No, no one wants to let the story end

You’re trying to be responsible, aren’t you? That’s why you can’t write.

The last four episodes of Princess Tutu arrived in today’s mail, so of course we put aside any plans we had to be productive this evening and settled in to watch.

I have no clue how to even begin to discuss the final episodes. When I first started watching, this really seemed a good-hearted but silly story of a duck who turns into a ballerina princess to restore a prince’s shattered heart. But by the end of the series, it was about writing, stories, how characters don’t always listen to their creators, how to love and be loved, finding our true selves, finding our power to act in the world, the nature of despair, how we can and can’t protect each other, the comfort of stories and why it’s terrifying to leave them, what we get to keep of stories when we do leave them, and the power we have to reach each other with our individual art and voices.

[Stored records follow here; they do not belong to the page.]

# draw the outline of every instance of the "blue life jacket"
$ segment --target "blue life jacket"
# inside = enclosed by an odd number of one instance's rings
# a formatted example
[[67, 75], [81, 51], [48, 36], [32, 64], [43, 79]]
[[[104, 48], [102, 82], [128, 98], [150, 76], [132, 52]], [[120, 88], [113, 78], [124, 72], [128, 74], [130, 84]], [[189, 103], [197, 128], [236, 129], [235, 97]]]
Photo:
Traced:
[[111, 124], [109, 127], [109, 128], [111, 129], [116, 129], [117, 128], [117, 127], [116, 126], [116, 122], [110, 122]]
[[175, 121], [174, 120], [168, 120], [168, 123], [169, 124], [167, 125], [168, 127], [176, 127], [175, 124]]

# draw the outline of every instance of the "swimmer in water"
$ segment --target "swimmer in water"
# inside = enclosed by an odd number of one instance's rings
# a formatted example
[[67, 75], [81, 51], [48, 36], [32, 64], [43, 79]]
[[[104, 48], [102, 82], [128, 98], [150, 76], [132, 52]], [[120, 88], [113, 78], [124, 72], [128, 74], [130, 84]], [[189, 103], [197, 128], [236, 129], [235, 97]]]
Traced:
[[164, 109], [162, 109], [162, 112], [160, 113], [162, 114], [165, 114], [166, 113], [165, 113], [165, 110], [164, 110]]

Among other things I’ve no doubt left out. Plus, there was also one bit that’s too spoilery to even whisper about, but that made me very, very happy, because I saw it back in the first season and didn’t think the writers would really follow it anywhere.

And once I get screen capture to work, I’m totally creating an icon that says, “He lost patience and called a duck into the story.” (ETA: Done.)

“It’s my fault. Because I’m thinking that I don’t want the story to end.”
“Idiot. You’re not the only one … No, no one wants the story to end … Everyone is scared of returning to their true selves.”